Feb 25 2016
Classroom

Report: One in Four Students Enrolled in Online Courses

The latest report from the Babson Survey Research Group shows that online enrollment is up while faculty confidence in the courses are down.

Online learning is growing, but support from higher education institutions has dropped, according to a new survey.

Online Report Card: Tracking Online Education in the United States” is the 13th annual survey of higher education by the Babson Survey Research Group. This year, the team discovered an inverse relationship between dwindling higher education enrollment and soaring online enrollments.

The number of students taking online courses grew to 5.8 million nationally, continuing a growth trend that has been consistent for 13 years. More than a quarter of higher education students (28 percent) are enrolled in least one online course.

“The trend of increasing distance education enrollments in the face of declining overall higher ed enrollments suggests an important shift in the American higher education landscape, with contemporary learners leaning in to online options,” said Kathleen S. Ives, chief executive officer and executive director of the Online Learning Consortium. “The majority of academic leaders recognize this and understand online learning is critical to their institutions' long-term strategy.”

Despite this growth, some faculty members have become less confident in these online programs. Only 29.1 percent of chief academic officers surveyed report that their faculty accept "the value and legitimacy of online education."   Furthermore, the number of academic leaders who regard online learning as critical to their long-term strategies dropped 7.5 percentage points (70.8 percent in 2015 to 63.3 percent today).

The report attributes this shift as coming from "the very smallest" institutions, accounting for 6.3 percent of all enrollments. "The change of opinion among the small institutions that no longer have aspirations to add online courses and/or programs will have no impact on the distance education universe," according to the report.
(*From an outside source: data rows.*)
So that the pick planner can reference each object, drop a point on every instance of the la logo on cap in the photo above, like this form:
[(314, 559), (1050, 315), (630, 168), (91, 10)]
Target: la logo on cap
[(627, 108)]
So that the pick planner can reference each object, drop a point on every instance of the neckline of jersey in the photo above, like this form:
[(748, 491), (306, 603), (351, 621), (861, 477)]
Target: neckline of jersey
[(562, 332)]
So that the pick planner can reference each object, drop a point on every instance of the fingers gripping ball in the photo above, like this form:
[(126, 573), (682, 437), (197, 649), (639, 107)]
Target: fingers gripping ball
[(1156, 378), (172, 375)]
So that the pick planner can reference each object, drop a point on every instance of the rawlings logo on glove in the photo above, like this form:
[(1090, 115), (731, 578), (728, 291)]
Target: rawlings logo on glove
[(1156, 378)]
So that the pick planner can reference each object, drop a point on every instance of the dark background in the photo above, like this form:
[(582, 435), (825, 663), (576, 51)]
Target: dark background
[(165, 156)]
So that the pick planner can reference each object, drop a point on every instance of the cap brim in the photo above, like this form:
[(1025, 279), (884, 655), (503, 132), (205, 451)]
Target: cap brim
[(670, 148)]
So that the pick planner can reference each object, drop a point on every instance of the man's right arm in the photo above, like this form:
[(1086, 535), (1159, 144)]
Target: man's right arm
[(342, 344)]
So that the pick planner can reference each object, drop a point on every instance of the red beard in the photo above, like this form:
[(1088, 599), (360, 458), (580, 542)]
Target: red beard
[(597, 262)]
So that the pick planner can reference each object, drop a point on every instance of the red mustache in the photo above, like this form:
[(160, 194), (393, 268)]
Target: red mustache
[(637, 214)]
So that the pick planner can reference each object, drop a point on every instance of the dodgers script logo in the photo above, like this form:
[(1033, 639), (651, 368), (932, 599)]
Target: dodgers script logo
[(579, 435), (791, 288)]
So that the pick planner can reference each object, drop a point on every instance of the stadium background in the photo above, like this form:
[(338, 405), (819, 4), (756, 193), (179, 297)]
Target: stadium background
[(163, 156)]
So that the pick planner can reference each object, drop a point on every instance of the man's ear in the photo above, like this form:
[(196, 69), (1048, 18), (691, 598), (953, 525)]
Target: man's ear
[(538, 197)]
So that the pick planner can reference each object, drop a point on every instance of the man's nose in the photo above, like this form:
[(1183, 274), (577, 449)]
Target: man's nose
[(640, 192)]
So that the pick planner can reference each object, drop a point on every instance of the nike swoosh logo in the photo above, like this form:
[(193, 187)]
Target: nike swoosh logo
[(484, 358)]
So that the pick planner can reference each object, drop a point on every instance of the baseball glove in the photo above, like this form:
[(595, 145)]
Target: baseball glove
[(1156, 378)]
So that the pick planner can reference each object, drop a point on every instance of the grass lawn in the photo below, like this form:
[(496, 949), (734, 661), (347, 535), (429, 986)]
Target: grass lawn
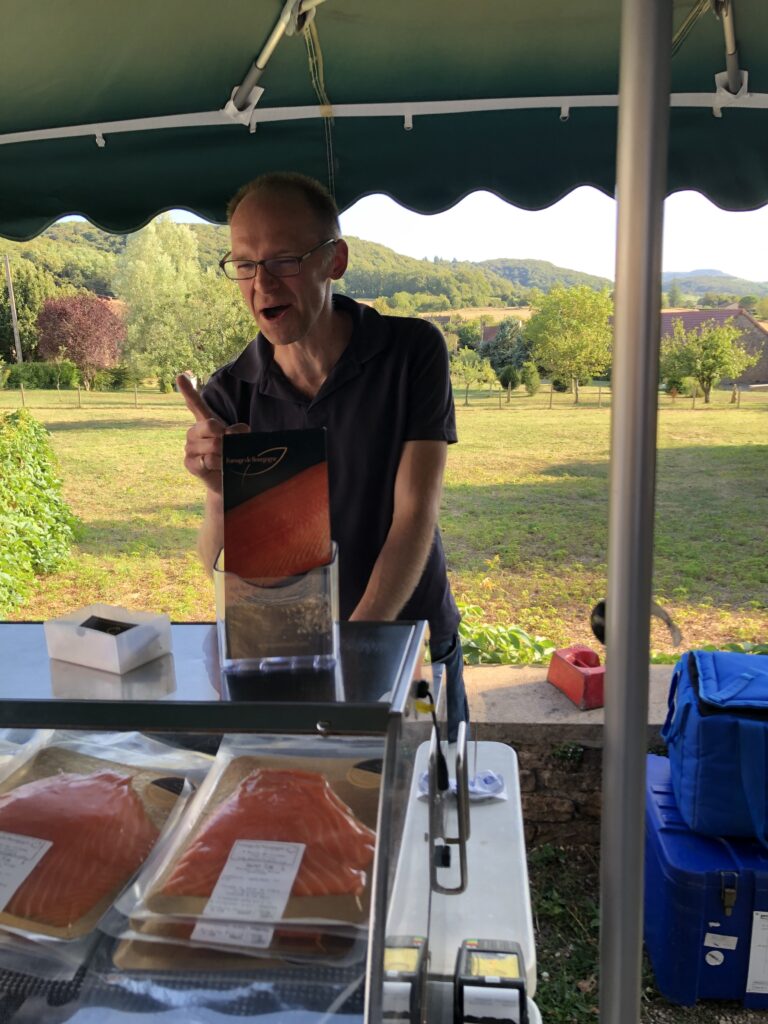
[(524, 511)]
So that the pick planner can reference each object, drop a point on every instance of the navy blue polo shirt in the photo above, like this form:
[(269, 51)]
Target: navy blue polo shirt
[(390, 385)]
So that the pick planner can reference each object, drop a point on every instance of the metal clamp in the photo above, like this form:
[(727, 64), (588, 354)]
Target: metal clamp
[(439, 843)]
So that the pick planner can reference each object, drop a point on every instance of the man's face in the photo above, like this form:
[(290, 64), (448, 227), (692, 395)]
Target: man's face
[(268, 224)]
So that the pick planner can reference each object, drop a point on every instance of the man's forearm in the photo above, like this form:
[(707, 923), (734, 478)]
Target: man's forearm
[(396, 571), (211, 537)]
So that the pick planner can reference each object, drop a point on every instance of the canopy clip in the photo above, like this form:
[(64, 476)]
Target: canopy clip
[(723, 95), (302, 15), (247, 115)]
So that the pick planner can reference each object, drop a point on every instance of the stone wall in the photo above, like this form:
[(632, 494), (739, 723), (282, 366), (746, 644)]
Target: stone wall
[(560, 779)]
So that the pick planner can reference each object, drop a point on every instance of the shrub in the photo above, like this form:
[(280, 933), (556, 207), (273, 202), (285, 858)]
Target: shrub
[(529, 377), (509, 376), (690, 387), (484, 643), (122, 378), (46, 376), (36, 524)]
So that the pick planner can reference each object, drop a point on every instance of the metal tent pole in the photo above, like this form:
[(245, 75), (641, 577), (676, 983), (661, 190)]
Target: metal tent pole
[(641, 172)]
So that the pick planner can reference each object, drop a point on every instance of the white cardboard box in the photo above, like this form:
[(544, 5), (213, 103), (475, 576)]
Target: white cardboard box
[(147, 636)]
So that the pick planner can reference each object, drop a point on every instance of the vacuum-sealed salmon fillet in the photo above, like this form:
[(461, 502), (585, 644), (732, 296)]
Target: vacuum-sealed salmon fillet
[(99, 833), (286, 806)]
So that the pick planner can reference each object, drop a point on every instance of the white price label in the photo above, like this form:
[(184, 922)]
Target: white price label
[(19, 855), (255, 882), (757, 977), (239, 934)]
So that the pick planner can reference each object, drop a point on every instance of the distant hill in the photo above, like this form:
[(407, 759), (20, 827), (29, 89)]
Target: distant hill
[(540, 273), (77, 253), (701, 282)]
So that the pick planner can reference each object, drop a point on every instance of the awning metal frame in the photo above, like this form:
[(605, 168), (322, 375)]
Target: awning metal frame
[(718, 100)]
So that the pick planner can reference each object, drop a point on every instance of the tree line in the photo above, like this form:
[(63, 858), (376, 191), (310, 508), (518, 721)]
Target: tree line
[(154, 303), (569, 339)]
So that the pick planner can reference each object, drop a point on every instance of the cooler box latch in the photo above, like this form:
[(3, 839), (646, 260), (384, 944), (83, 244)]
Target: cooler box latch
[(728, 891)]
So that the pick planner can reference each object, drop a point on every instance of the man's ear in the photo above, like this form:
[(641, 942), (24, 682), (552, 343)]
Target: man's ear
[(341, 259)]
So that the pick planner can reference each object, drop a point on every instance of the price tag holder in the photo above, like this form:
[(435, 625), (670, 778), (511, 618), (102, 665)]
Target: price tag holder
[(491, 982)]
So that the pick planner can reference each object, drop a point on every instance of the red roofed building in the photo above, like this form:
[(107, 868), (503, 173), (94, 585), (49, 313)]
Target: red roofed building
[(754, 335)]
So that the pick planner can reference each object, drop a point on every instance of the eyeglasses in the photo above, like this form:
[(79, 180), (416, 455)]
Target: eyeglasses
[(279, 266)]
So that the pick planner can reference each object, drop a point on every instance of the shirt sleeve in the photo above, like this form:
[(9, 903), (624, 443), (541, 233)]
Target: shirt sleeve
[(216, 396), (430, 397)]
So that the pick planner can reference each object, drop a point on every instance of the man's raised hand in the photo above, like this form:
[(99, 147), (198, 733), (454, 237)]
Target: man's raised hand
[(203, 448)]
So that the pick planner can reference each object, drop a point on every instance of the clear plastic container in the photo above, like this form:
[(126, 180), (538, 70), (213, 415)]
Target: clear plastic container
[(269, 625)]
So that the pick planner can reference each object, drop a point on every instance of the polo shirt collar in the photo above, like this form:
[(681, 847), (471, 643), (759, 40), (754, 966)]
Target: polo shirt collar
[(370, 336)]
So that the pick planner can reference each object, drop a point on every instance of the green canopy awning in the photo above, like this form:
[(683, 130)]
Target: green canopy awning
[(78, 64)]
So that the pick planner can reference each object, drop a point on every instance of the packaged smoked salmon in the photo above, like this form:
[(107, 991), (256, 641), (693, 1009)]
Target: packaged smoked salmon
[(79, 815), (279, 841)]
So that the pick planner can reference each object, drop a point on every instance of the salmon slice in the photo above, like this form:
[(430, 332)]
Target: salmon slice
[(100, 836), (284, 807), (282, 531)]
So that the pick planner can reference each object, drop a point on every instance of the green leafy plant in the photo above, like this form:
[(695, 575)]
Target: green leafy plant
[(36, 524), (485, 643)]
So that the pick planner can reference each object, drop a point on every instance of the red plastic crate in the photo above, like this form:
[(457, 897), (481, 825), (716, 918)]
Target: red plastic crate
[(577, 671)]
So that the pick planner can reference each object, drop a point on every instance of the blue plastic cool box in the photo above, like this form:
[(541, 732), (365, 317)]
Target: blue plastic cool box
[(706, 923)]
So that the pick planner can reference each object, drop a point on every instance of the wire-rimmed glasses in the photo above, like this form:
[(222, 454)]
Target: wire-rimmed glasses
[(278, 266)]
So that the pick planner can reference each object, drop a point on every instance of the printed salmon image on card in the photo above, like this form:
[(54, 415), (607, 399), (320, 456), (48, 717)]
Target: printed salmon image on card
[(276, 514)]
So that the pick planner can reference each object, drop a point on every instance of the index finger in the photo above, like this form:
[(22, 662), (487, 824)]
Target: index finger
[(195, 402)]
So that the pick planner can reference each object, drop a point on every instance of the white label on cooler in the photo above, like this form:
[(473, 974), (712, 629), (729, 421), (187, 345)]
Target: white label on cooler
[(721, 941), (757, 978), (255, 882), (19, 855), (492, 1004)]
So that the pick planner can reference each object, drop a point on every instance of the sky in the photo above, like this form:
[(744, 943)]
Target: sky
[(578, 232)]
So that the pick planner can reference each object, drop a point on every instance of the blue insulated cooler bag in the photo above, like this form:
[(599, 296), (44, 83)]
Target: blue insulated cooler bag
[(716, 733)]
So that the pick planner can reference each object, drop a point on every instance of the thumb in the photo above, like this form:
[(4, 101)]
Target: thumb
[(193, 399)]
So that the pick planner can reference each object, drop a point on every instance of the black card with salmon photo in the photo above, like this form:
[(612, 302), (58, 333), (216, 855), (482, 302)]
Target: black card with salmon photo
[(276, 513)]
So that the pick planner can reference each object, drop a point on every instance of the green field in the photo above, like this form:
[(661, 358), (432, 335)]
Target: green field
[(524, 511)]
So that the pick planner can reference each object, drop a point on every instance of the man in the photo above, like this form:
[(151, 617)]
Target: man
[(380, 385)]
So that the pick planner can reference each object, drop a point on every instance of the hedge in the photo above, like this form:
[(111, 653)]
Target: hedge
[(36, 524), (46, 376)]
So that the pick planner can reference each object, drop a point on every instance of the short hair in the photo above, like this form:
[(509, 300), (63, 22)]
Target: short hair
[(316, 196)]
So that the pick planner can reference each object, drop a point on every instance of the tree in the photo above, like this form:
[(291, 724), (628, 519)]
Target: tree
[(570, 333), (178, 316), (84, 329), (504, 349), (467, 369), (469, 334), (529, 378), (32, 287), (674, 296), (707, 354), (509, 377)]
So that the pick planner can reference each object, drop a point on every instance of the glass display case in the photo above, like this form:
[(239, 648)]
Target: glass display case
[(365, 747)]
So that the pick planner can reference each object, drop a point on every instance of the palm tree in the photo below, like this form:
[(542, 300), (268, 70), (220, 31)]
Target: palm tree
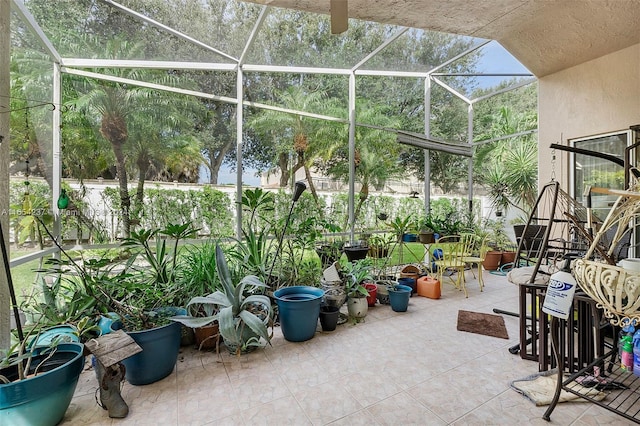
[(509, 167), (162, 150), (377, 153), (300, 132), (115, 104)]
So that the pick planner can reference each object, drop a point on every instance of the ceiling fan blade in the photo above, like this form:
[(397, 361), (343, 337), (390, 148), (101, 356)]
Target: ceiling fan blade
[(339, 16)]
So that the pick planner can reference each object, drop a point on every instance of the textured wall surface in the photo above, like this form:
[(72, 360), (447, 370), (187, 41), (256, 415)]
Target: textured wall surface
[(599, 96)]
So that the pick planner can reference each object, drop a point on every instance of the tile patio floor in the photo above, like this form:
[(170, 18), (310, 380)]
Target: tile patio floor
[(394, 368)]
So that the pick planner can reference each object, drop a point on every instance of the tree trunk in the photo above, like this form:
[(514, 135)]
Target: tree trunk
[(143, 167), (312, 187), (283, 165), (125, 200), (215, 162), (364, 194)]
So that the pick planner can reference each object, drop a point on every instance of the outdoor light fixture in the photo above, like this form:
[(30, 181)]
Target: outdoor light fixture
[(421, 141), (297, 192)]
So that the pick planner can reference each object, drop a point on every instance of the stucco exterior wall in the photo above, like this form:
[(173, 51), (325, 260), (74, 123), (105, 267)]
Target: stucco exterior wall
[(599, 96)]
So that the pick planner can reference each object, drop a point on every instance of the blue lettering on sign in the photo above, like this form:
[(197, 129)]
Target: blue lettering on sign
[(559, 285)]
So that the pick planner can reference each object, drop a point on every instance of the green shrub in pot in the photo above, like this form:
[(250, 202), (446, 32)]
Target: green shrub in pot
[(243, 315)]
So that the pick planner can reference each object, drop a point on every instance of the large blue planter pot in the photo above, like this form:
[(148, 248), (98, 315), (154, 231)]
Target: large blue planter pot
[(42, 400), (160, 347), (299, 309), (399, 298)]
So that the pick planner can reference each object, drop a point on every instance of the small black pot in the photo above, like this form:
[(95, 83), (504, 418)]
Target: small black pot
[(329, 316)]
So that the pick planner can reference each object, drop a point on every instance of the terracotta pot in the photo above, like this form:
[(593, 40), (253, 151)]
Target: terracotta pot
[(329, 316), (492, 260), (429, 287), (373, 293), (507, 257)]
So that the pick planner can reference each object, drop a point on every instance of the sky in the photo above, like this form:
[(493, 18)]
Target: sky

In the report's forward, the team announced that this would be the final report, now that online education had become mainstream: "The decision to end the reports in their current form is also based on the maturation of distance education programs in higher education and the growing number of other reports and surveys that have launched since we began this particular effort back in 2003. When more than one-quarter of higher education students are taking a course online, distance education is clearly mainstream."